UN AUTRE RÉVISIONNISME
DUREMENT CONDAMNÉ
Des chiffres dignes de foi, donc. Vraiment ? Mais ne seraient-ils pas gravés dans
le marbre parce que sont réduits au silence
ceux qui les contestent ? Et le VIH, rétrovirus responsable du Sida, va-t-il de soi
parce que ceux qui doutent sont
bâillonnés ? On va ici lire une autre vérité
sur le sida. Rigoureusement Verboten. Comme les révisionnistes historiques, ceux
qui infirment la vulgate sont soumis à la
plus radicale des excommunications :
exclure jusqu’à la simple mention de leur
existence. L’un des plus fameux experts
reconnus sur le sida, l’Australien John Kaldor, le proclame sans fard : « Répondre aux
arguments des sceptiques risquerait de
leur conférer une certaine respectabilité. »
D’ailleurs, les “sceptiques” sont un
ramassis d’imbéciles. Même si on trouve
parmi eux le Pr Kary Mullis, biochimiste,
Prix Nobel de Chimie 1993 pour ses travaux sur la technique de Réaction en
Chaîne de la Polymérase (PCR) dans la
détection de l’ADN. Ce qui en fait depuis
quinze ans le spécialiste mondial de la
recherche des fragments de VIH chez les
malades du sida. Que dit-il ? « S’il existe
une preuve que le VIH provoque le sida, il
devrait y avoir des documents qui, soit par
eux-mêmes, soit ensemble, le démontreraient au moins avec une forte probabilité.

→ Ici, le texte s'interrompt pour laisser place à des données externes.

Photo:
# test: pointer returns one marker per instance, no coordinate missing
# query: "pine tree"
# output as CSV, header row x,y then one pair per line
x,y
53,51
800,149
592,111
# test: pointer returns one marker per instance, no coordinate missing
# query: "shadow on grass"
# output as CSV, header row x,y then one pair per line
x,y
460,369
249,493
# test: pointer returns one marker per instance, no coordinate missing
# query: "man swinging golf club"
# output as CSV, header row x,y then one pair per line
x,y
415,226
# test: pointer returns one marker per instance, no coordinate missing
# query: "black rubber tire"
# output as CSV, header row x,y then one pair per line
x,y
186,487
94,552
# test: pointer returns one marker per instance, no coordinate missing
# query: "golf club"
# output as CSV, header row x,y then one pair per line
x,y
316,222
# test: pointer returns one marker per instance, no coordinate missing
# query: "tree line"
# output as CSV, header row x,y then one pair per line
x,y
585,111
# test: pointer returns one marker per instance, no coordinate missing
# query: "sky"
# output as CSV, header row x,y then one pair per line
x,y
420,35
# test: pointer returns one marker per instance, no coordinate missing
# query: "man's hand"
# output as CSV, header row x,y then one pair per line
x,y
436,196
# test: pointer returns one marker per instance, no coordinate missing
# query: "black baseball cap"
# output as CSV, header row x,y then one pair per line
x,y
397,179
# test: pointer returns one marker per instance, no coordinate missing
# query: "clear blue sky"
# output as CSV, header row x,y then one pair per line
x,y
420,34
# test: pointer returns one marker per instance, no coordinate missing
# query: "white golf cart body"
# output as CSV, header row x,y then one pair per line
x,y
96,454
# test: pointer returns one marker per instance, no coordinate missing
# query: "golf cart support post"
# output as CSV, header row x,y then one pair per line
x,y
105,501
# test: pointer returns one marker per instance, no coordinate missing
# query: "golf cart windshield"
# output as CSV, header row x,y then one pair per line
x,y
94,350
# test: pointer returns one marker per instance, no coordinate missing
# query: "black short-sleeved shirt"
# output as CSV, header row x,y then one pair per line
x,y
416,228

Il n’existe pas de tels documents. »
Professeur de Biologie Moléculaire et de
Virologie à l’Institut Max Planck de
Munich, le Dr Heinz Sanger confirme : « A
ce jour il n’y a en fait pas une seule preuve
vraiment convaincante de l’existence du
VIH. Pas une seule fois on n’a isolé et justifié un tel rétrovirus par les méthodes
classiques de la virologie. »
Voici encore Peter Duesberg. Fondateur
de la “rétrovirologie”, membre de l’Académie nationale des Sciences US, sept fois
lauréat de l’Institut National de la Santé
auquel appartient Robert Gallo. Celui-ci,
avec Luc Montagnier, icônes de la lutte
antisida, tout en refusant de débattre avec
Duesberg, admet que ce dernier « en sait
plus sur les rétrovirus (catégorie à laquelle
le VIH est censé appartenir) que n’importe
quel autre individu vivant ». Surnommé
« le golden boy de la virologie » avant
qu’il ne commence à sentir le soufre (voir
RIV. du 21/7/2000), Duesberg considère
les rétrovirus, à part quelques-uns impliqués dans la genèse de certains cancers,
comme inoffensifs. Pour la bonne raison
qu’ils « ne détruisent pas les cellules qui
les accueillent. Au contraire, ils dépendent, pour leur survie, de leur multiplication ». Et il affirme catégoriquement qu’il
faut chercher la cause du « sida américano-européen » dans l’usage de médicaments meurtriers comme l’AZT ou celui
immodéré des drogues dites « de
plaisir » — notamment les “poppers”, à
base de nitrite d’amyle, un poison cellulaire mortel, très utilisés dans les milieux
homosexuels nomadisants comme aphrodisiaque et décontractant musculaire.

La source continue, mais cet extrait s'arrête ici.